Bane flashed an ID card that made him a Federal Aviation Administration investigator. “I wonder if I might have a word with you, Mrs. Baker.”

“What about?” she asked nervously.

“It would be easier if we talked inside.”

Gladys Baker checked the I.D. more closely. “Joshua Bane … That sounds like a biblical name.”

“My mother was religious.”

She opened the door for him, her eyes thankful. “I’m so glad you’ve come. You don’t know what a load it is off my mind to see that someone else realized something was wrong with that flight.”

Bane felt his stomach flutter with anticipation.

“That is what you’ve come about, Mr. Bane, isn’t it?”

Bane followed her in and caught the familiar drone of soap opera music. “As a matter of fact, yes.”

“I was just relaxing a bit,” Mrs. Baker told him.

“This won’t take long.”

“Let it take as long as it must. What a release it’ll be to talk about this finally. You’d like a cup of coffee or tea perhaps?”

“Well …”

“Please. It would be my pleasure. I was just about to make some for myself anyway.”

“In that case, thank you very much.”

He moved with her into the kitchen, feeling much more at ease and eager to hear the old woman’s story. She set the water boiling. Bane waited for her to sit down before he took a chair across from her at the kitchen table.

“I’m investigating some complaints we’ve had about the flight you took from San Diego back to New York six days ago,” he said.

Gladys Baker’s face whitened.
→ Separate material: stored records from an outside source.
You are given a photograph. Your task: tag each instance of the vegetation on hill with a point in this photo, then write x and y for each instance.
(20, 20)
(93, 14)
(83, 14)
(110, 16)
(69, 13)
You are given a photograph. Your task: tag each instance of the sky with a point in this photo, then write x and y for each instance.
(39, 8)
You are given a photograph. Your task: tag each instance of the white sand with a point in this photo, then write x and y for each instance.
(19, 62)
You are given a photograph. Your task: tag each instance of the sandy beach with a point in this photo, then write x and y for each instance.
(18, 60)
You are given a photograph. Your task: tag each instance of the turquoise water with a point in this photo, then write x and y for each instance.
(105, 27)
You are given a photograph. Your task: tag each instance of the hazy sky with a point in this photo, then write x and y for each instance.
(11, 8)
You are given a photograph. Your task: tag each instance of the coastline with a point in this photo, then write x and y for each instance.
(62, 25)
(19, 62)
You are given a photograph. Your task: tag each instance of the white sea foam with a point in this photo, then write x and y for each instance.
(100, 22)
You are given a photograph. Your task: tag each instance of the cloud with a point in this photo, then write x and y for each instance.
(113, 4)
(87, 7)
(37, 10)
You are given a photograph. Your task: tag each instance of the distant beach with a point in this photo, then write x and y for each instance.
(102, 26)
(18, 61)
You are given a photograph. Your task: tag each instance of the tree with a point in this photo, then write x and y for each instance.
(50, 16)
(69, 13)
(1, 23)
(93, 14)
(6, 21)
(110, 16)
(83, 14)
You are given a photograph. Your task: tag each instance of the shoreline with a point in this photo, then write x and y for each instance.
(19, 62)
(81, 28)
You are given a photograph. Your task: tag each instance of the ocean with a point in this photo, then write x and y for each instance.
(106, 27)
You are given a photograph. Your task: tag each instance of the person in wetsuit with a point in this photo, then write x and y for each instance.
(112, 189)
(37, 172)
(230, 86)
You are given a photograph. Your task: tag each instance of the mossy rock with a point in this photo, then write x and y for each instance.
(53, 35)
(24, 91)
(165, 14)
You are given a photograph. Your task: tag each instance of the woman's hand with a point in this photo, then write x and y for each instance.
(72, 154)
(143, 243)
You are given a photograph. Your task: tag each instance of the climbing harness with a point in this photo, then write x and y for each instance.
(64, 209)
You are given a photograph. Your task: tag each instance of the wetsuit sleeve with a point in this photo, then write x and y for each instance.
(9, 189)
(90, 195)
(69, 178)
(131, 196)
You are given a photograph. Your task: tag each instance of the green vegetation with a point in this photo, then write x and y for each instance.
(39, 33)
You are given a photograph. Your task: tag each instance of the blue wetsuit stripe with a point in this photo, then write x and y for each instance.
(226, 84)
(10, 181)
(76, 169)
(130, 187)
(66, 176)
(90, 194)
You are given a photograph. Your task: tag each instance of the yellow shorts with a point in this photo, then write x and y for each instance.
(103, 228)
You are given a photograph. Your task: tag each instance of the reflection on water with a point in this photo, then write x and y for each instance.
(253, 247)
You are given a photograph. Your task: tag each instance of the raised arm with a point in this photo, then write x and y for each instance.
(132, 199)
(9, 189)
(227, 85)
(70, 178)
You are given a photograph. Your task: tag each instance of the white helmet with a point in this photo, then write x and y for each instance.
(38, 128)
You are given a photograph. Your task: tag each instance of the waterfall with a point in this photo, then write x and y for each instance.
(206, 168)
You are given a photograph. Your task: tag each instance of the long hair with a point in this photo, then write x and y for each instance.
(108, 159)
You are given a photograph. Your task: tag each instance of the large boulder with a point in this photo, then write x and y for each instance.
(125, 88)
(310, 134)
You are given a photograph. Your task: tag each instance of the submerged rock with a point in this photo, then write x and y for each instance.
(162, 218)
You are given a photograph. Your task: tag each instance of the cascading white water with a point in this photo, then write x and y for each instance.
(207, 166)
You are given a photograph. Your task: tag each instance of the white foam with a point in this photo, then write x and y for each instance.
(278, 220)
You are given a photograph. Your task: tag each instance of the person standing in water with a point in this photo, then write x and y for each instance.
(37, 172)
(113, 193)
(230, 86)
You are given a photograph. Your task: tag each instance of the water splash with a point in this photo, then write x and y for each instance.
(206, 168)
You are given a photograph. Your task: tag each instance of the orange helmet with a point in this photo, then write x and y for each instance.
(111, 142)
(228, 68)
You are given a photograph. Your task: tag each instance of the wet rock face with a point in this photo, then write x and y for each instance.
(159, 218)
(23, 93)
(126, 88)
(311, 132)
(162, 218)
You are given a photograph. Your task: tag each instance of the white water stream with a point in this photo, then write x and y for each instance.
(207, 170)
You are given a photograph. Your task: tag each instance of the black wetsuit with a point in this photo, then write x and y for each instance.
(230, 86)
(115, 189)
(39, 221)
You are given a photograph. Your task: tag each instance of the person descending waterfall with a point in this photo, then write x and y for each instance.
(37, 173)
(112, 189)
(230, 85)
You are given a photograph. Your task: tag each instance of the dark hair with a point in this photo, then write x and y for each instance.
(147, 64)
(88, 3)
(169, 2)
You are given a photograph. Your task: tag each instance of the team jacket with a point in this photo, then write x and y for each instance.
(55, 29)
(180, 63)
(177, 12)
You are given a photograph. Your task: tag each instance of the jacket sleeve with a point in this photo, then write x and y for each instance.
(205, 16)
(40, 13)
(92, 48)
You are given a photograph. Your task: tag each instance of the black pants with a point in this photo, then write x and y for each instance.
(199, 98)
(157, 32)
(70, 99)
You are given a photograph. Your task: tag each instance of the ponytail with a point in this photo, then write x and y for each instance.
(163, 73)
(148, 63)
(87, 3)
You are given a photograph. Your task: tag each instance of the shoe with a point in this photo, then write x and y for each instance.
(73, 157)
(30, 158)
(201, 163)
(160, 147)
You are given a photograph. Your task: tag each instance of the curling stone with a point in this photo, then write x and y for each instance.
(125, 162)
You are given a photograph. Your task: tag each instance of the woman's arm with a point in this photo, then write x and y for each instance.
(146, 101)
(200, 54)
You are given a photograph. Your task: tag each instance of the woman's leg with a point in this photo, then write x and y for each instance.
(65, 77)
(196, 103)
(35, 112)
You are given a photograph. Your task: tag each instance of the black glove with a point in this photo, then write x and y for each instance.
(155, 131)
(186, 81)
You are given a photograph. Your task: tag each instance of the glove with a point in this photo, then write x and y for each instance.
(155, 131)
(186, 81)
She tucked her fingers under the table so Bane wouldn’t notice their trembling.

“Thank God,” she sighed, “it wasn’t just me who felt there was something wrong with the flight. But I didn’t say anything. Since my husband passed on I’ve had some … problems. Adjusting and all, you understand. I’ve spent some time in therapy. I have relatives who’d like nothing better than to make it permanent … from my husband’s side, of course. He left me everything, you see. So I couldn’t tell anyone about the flight, I just couldn’t.”

“You can now.”

“And you’ll take what I say in confidence?”